Wednesday, October 13, 2004

Conversation with a Taxi Driver

When we were returning to London's Heathrow Airport this past Monday for our much awaited return home, we fell into conversation with our vehicle's driver about our trip -- what we'd seen (what? You didn't ride on a double-decker?) , what had taken our fancy (Westminster Abbey, certainly, and the Tower of London complex), what had surprised us (the multiple different accents of the native British, and the multiple foreign languages in use), what had charmed us (standing on Westminster Bridge, listening to Big Ben, feeling its tones resonate through us, thinking: This isn’t a recording, this isn’t a movie, this is the actual Big Ben, the one you heard in the audio clips from World War Two). And then we got onto the subject of the US Presidential elections (the driver thought that Bush would win despite Iraq). That led to a shallow detur into the concept of terrorism, when he told us a couple of things that surprised us.
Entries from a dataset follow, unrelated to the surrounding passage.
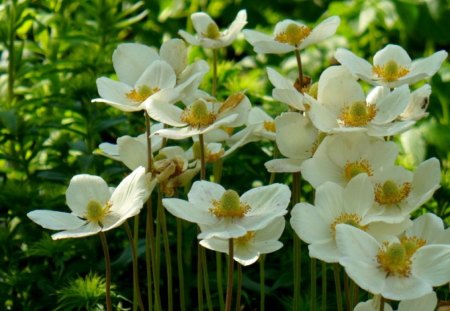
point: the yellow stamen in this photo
(358, 114)
(351, 169)
(229, 206)
(269, 126)
(141, 93)
(293, 34)
(391, 193)
(197, 115)
(348, 219)
(390, 71)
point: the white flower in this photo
(248, 247)
(224, 214)
(427, 302)
(316, 225)
(392, 66)
(142, 76)
(290, 35)
(418, 104)
(296, 149)
(341, 106)
(132, 151)
(201, 116)
(94, 206)
(398, 192)
(285, 91)
(398, 269)
(208, 33)
(341, 157)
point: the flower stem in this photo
(136, 289)
(337, 283)
(180, 263)
(230, 275)
(313, 271)
(107, 270)
(167, 254)
(239, 288)
(324, 285)
(262, 286)
(214, 82)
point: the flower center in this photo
(269, 126)
(351, 169)
(395, 258)
(390, 71)
(212, 31)
(358, 114)
(141, 93)
(96, 211)
(391, 193)
(245, 238)
(348, 219)
(229, 206)
(293, 34)
(198, 115)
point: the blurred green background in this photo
(51, 53)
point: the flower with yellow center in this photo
(290, 35)
(94, 207)
(248, 247)
(201, 116)
(341, 106)
(396, 269)
(208, 33)
(399, 192)
(341, 157)
(392, 66)
(224, 214)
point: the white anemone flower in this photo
(94, 206)
(342, 106)
(224, 214)
(340, 157)
(427, 302)
(250, 246)
(208, 33)
(285, 91)
(132, 151)
(142, 78)
(296, 149)
(290, 35)
(201, 116)
(418, 104)
(396, 269)
(392, 66)
(316, 225)
(399, 192)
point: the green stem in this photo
(324, 285)
(219, 280)
(214, 82)
(262, 286)
(313, 284)
(137, 299)
(337, 283)
(180, 263)
(168, 256)
(107, 270)
(239, 288)
(230, 275)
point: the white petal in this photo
(86, 230)
(55, 220)
(131, 59)
(83, 189)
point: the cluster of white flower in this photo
(334, 134)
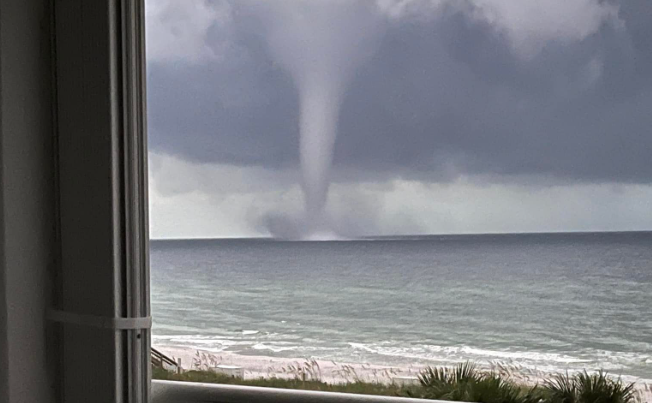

For one, he insisted that the Al-Qaeda organization was unable to work effectively in Britain because that the British security organization, which he thought might still be called MI-5, had instituted a program to permeate public places with their own undercover personnel, who were alert to activities that were out of the norm. For example, he said, if you went to a shopping mall and simply sat and watched the people, you would see that there were some apparent shoppers who came and went repeatedly, carrying the same packages, going in the same direction as before, again and again. I thought it possible, but also possible that they were simply disorganized shoppers. The proof would be if you came back day after day and noted them -- by which time, if they truly were undercover policemen, they would have noticed you.

But the thing he said that really surprised us was that he thought that for all of the diversity of thought and opinion in Britain, there was a commonality of hope and support for the country as a whole. He thought that it would be inconceivable for most British people, no matter how they felt, politically, to foster or foment damage to the country, because it is their home, and they would simply not be able to harm it, or to help others to harm it. He was sure that terrorist organizations existed in Britain, but because of that basic core support for the country, he doubted it would be able to ever amount to anything.

This struck us as a remarkably naive view, but we hoped that he was right.